University of Illinois COVID test gets emergency FDA approval

The U.S. Food and Drug Administration has granted emergency use authorization of the saliva-based COVID-19 test developed and now in use at the University of Illinois, Gov. J.B. Pritzker announced today during a press conference updating the latest developments in the state’s pandemic response.

“Expanding our breakthrough, saliva-based testing will be a real game-changer, providing fast and efficient results that will protect lives and livelihoods,” U of I System President Tim Killeen said today. 

The test was developed in a matter of a few months by researchers in Urbana-Champaign as a way to quickly test returning faculty, staff and students, U of I Chancellor Robert J. Jones said today. On Monday, the U of I tested 10,000 people at the school, representing 1.3 percent of all tests in the nation that day, Jones said. 

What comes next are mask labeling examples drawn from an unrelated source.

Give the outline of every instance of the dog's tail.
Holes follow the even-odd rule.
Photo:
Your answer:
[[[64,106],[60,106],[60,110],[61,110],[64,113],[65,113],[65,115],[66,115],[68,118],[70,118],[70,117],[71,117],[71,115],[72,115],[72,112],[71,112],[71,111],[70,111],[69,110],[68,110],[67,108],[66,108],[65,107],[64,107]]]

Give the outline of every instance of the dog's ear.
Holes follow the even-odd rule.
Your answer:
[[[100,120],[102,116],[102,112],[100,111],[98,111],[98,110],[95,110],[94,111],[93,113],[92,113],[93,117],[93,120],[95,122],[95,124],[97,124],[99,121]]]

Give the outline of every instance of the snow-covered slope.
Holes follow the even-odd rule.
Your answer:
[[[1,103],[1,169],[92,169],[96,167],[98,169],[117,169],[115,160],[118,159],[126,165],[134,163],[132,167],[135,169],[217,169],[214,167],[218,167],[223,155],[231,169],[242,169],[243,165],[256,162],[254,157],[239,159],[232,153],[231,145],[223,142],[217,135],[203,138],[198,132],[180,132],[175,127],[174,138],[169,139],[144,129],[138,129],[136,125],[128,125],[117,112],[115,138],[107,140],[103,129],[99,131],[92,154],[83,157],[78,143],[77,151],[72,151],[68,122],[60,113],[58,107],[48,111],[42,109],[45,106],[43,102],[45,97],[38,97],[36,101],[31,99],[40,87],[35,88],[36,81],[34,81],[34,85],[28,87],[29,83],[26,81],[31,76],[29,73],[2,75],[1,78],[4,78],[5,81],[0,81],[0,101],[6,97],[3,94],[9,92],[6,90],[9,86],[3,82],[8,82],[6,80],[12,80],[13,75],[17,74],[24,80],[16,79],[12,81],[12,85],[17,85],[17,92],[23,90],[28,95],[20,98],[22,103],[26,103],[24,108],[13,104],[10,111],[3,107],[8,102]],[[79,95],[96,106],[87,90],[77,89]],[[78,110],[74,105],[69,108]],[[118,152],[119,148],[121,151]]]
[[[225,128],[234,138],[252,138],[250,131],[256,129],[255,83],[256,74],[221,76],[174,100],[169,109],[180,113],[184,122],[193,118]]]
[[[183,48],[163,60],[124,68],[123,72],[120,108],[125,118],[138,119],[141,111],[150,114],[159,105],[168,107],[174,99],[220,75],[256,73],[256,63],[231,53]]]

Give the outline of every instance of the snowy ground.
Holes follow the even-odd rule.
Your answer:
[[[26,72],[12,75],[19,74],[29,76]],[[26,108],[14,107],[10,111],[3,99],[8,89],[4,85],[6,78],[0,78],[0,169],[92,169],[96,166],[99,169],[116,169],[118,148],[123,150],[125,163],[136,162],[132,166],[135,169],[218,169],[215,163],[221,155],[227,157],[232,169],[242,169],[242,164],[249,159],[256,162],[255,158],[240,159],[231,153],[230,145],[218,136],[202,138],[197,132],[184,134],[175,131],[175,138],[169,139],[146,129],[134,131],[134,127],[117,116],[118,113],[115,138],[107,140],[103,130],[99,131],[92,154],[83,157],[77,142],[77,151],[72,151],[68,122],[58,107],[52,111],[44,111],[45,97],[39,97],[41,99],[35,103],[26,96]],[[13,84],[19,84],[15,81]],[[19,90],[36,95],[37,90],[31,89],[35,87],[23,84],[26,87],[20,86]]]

The testing will be rolled out by a new organization, Shield T3, a limited liability company, governed by a nine-member board of managers chosen by the U of I Board of Trustees. 

U of I chemistry professor Dr. Martin Burke, who leads the saliva testing development team, said at the press conference that the FDA authorization was granted through a bridging study with Yale University School of Public Health’s saliva test. On Aug. 15, the FDA announced it granted Yale’s test emergency use authorization. 

The U of I test is very similar to Yale’s test, but the U of I test is potentially more scalable and the university has brought costs per test down to around $10 a test, said Burke, associate dean for research at the Carle Illinois College of Medicine.  

U of I’s CLIA-certified lab received the authorization under the Yale authorization and “any other CLIA-certified labs that would like to use the I-COVID protocol can perform similar bridging studies to the FDA EUA granted to Yale School of Public Health,” according to a statement from the U of I.